Ashley, 31, grew up in Shirley, a daughter of Todd and Audra Stewart of Shirley. Ashley is a graduate of Shirley High School and Arkansas Tech University in Russellville, where she received a Bachelor of Science degree in marketing management.
The couple married in 2015.
Shane said he began farming at a young age, helping his grandfather and a neighbor.
“I helped keep fields in shape for hay season,” he said. “I picked up rocks, disked fields, cleaned out chicken houses, spread litter, and cut and baled hay. I also helped work cows as a teenager.”
Shane worked with his grandfather until his death in 2017.
“I worked several positions as an administrative assistant while going to college,” Ashley said. “I’ve been a licensed bail-bond agent for seven years and am … employed by Triple R Bail Bonds.
“Shane left outside work to farm for ourselves full time in May 2018, and I followed in May 2019,” Ashley said, adding that she still does bail-bonding work on a part-time basis.
The family is involved with The CALL of Cleburne County as a foster family.

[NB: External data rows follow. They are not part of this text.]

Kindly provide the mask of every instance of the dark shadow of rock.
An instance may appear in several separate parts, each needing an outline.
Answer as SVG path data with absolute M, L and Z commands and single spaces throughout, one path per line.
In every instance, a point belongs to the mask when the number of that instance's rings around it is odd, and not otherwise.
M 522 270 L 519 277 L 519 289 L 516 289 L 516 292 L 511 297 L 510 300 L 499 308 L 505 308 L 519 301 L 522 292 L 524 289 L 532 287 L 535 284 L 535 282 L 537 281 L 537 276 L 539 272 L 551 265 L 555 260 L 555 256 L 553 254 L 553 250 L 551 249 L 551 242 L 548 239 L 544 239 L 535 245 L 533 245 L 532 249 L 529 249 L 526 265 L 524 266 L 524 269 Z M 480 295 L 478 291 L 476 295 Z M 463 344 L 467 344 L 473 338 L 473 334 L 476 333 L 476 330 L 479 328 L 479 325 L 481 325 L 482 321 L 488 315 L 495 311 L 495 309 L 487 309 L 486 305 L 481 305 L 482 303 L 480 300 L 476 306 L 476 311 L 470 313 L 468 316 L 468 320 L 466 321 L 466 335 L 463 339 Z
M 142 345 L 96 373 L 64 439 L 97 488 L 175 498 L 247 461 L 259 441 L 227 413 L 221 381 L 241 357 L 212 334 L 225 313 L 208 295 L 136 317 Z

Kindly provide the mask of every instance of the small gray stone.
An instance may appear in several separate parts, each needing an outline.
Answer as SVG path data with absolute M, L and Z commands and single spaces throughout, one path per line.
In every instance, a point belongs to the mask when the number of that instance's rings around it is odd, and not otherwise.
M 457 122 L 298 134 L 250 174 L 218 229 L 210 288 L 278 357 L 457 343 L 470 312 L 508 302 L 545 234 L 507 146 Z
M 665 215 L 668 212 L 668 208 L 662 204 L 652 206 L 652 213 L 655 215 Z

They adopted their two oldest children after fostering them for a while.
The Masons are now fostering two young boys — a 2-year-old and a four-year-old.
“We started fostering in January 2018 and drove to North Carolina to get Paige, then 15, from the Department of Human Services in June 2018,” Ashley said. “We started fostering Stormy, then 14, in August 2019 and adopted both of them on May 28 of this year. We’ve known them for seven years. We have fostered 19 other kids in the 2 1/2 years we’ve been fostering.”
Paige graduated from the Arkansas Virtual Academy this year so she could get her CNA (certified nursing assistant) license before starting college. She is beginning her first semester at the University of Arkansas Community College at Batesville to pursue a registered-nursing license, then plans to transfer to a yet-undecided college to obtain a Bachelor of Science in Nursing degree.
Ava is a student in the West Side School District in Greers Ferry, where she plays basketball and softball. Stormy, Holden and Talyn, who plays basketball and softball, are home-schooled.
All of the children are involved in church activities at Maranatha Assembly of God in Shirley, and they all help with daily family chores.
Shane and Ashley are leaders in the LIFE (Living in Freedom Everyday) Recovery Group, which is a recovery program/support group for anyone in the area struggling with a life-controlling issue. Both also teach children’s church at Maranatha.